The previous chapters covered how the graph is built, how backends are assigned, and how memory is allocated. Now everything is ready, and we enter the actual execution stage.

process_ubatch() Overview

process_ubatch() is the complete execution entry point for a single ubatch, chaining together all the previous steps:

process_ubatch() Execution Flow

process_ubatch(ubatch)

mctx->apply()

Apply KV cache operations

can_reuse()?

model.build_graph()

sched_alloc_graph()

Allocate memory

res->set_inputs(&ubatch)

Write input data

graph_compute()

Execute computation graph

Return results

logits / embeddings

Writing Input Data: set_inputs()

The input tensors created during graph construction only have shape information, with no actual data. set_inputs() is responsible for writing the ubatch data into these tensors:

// src/llama-graph.cpp
void llm_graph_result::set_inputs(const llama_ubatch * ubatch) {
    for (auto & input : inputs) {
        input->set_input(ubatch);  // Each input type has its own write logic
    }
}

Different input types have specialized handlers:

Input Type	Written Content
`llm_graph_input_embd`	Token ID array or embedding vectors
`llm_graph_input_pos`	Position IDs (plain 1D or M-RoPE multi-dimensional positions)
`llm_graph_input_attn_kv`	KV cache indices, attention mask, K rotation positions
`llm_graph_input_attn_no_cache`	Full attention mask (encoder scenarios)
`llm_graph_input_out_ids`	Token indices that need logits output

The most complex among these is the attention mask construction — it needs to fill each element with 0 (allow attention) or -∞ (mask out) based on sequence IDs, causality, sliding window, and other conditions.

Computation Graph Execution: compute_splits()

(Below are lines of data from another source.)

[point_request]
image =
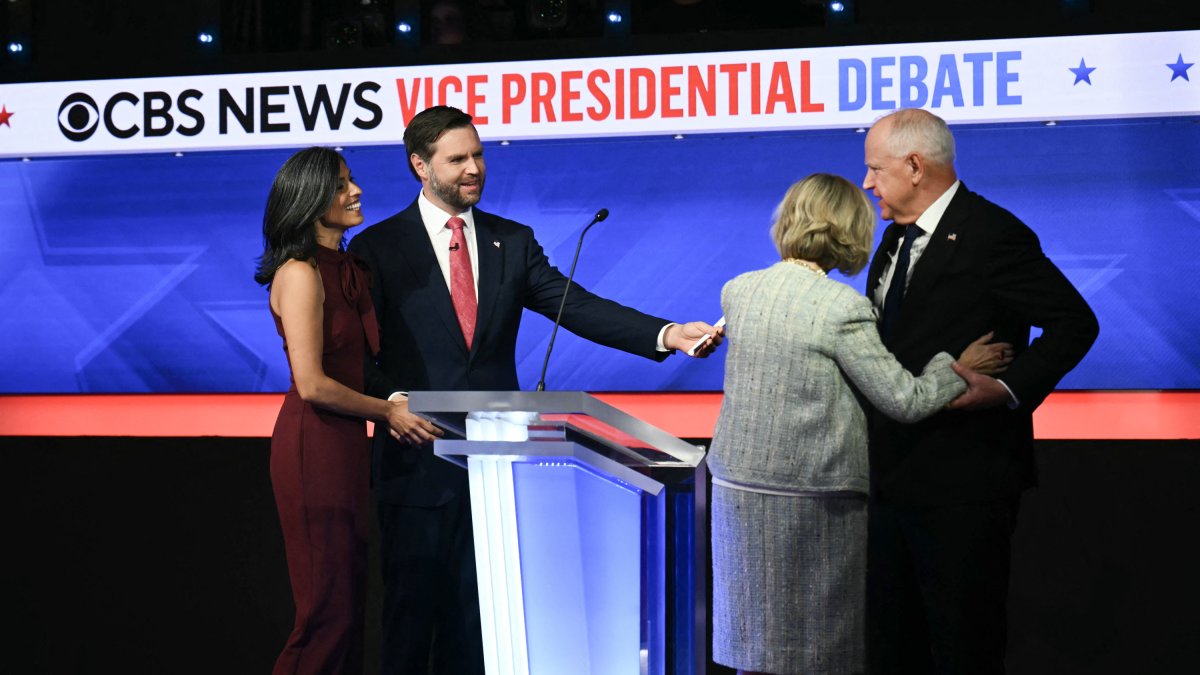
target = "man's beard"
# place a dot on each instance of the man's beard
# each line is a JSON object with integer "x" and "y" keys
{"x": 450, "y": 195}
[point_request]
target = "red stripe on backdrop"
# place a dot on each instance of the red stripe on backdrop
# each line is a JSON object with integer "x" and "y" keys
{"x": 1063, "y": 416}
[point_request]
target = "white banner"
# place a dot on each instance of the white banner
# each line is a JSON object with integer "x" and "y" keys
{"x": 994, "y": 81}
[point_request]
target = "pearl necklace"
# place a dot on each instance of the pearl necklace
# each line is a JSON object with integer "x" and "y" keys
{"x": 807, "y": 264}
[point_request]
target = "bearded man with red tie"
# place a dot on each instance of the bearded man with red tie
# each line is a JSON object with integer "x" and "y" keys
{"x": 449, "y": 284}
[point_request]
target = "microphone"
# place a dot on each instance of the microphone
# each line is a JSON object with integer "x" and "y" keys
{"x": 541, "y": 381}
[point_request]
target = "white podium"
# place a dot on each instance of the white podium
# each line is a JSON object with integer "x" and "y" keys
{"x": 589, "y": 551}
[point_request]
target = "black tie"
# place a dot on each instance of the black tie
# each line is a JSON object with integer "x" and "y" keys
{"x": 894, "y": 297}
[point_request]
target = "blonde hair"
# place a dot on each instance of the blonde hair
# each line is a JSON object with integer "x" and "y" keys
{"x": 828, "y": 220}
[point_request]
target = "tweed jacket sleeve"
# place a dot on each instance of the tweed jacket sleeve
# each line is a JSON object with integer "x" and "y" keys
{"x": 880, "y": 377}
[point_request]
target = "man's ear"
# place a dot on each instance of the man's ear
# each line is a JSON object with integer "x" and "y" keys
{"x": 916, "y": 166}
{"x": 419, "y": 166}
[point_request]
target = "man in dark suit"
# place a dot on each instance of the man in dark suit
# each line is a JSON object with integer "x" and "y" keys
{"x": 945, "y": 491}
{"x": 449, "y": 284}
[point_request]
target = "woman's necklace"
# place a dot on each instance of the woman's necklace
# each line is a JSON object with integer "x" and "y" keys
{"x": 807, "y": 264}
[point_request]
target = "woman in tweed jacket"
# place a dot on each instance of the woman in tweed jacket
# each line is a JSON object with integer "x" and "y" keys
{"x": 789, "y": 458}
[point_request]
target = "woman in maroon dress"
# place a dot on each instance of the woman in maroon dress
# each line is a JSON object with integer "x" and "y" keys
{"x": 322, "y": 306}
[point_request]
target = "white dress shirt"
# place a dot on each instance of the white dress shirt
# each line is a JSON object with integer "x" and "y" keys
{"x": 927, "y": 222}
{"x": 435, "y": 220}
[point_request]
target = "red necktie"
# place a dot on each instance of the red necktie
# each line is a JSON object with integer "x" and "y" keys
{"x": 462, "y": 280}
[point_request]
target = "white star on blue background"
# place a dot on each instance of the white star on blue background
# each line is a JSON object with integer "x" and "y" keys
{"x": 1083, "y": 73}
{"x": 1179, "y": 69}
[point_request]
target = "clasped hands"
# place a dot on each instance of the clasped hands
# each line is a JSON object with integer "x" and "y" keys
{"x": 408, "y": 428}
{"x": 681, "y": 336}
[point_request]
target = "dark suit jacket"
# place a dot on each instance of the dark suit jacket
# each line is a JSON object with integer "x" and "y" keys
{"x": 983, "y": 269}
{"x": 423, "y": 348}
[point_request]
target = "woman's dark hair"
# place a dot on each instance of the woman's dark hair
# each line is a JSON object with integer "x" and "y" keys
{"x": 301, "y": 193}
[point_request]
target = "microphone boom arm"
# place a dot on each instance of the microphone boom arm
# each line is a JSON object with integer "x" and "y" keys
{"x": 541, "y": 381}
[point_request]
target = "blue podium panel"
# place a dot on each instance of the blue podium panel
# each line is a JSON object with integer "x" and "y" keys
{"x": 592, "y": 557}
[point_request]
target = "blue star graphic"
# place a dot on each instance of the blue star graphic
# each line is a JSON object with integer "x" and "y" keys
{"x": 1083, "y": 73}
{"x": 1179, "y": 69}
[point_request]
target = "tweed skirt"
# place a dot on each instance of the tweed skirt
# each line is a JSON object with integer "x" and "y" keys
{"x": 789, "y": 581}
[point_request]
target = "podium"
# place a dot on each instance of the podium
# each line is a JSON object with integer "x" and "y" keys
{"x": 589, "y": 530}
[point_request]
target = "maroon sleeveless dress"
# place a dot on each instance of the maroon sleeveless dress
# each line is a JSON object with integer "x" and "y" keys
{"x": 321, "y": 465}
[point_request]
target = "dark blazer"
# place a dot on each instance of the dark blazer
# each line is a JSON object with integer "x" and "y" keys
{"x": 983, "y": 269}
{"x": 423, "y": 348}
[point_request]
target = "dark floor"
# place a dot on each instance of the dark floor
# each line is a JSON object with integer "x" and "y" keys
{"x": 163, "y": 555}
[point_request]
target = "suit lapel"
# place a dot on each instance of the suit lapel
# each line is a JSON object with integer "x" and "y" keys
{"x": 491, "y": 263}
{"x": 940, "y": 250}
{"x": 891, "y": 236}
{"x": 418, "y": 252}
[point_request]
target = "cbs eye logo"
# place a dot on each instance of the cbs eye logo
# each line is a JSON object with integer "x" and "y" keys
{"x": 78, "y": 117}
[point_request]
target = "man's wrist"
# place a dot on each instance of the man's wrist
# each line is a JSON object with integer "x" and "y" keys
{"x": 663, "y": 338}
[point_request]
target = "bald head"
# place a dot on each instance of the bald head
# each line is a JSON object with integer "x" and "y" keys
{"x": 910, "y": 162}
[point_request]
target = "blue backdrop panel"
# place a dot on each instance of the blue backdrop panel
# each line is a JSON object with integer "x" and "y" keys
{"x": 135, "y": 273}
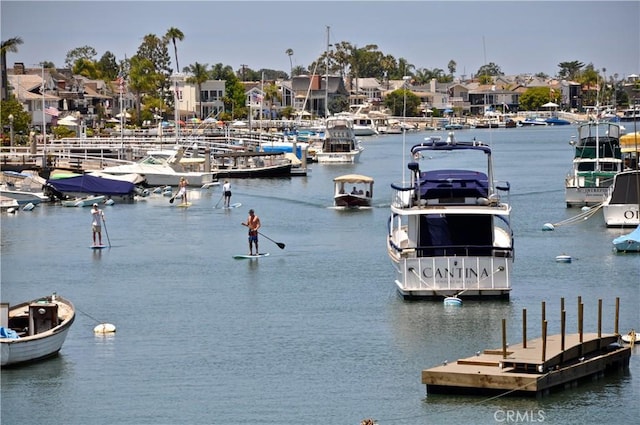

graph_compute() ultimately calls ggml_backend_sched_graph_compute_async(), which iterates through all splits and executes them:

// ggml/src/ggml-backend.cpp (simplified)
for (int i = 0; i < sched->n_splits; i++) {
    struct ggml_backend_sched_split * split = &sched->splits[i];
    ggml_backend_t backend = sched->backends[split->backend_id];

    // Step 1: Copy the inputs required by this split
    for (int j = 0; j < split->n_inputs; j++) {
        ggml_tensor * input     = split->inputs[j];
        ggml_tensor * input_cpy = tensor_copy(input, split->backend_id, cur_copy);

        // MoE optimization: only copy activated experts (see below)
        // Regular tensors: try async copy, fall back to sync copy on failure
        ggml_backend_tensor_copy_async(input_backend, backend, input, input_cpy);
    }

    // Step 2: Execute this split's subgraph
    ggml_backend_graph_compute_async(backend, &split->graph);

    // Step 3: Record event (for the next split to wait on)
    if (split->n_inputs > 0) {
        ggml_backend_event_record(events[split->backend_id][cur_copy], backend);
    }
}

Each split’s execution is asynchronous — computation is initiated without waiting for completion, using an event mechanism that lets downstream splits wait when needed. This is the foundation of pipeline parallelism.

MoE Expert On-Demand Loading

For MoE (Mixture of Experts) models, copying expert weights across backends is the main bottleneck — for example, Mixtral 8x7B has 8 experts per layer, but each token only uses 2 of them. Fully copying all 8 experts’ weights is extremely wasteful.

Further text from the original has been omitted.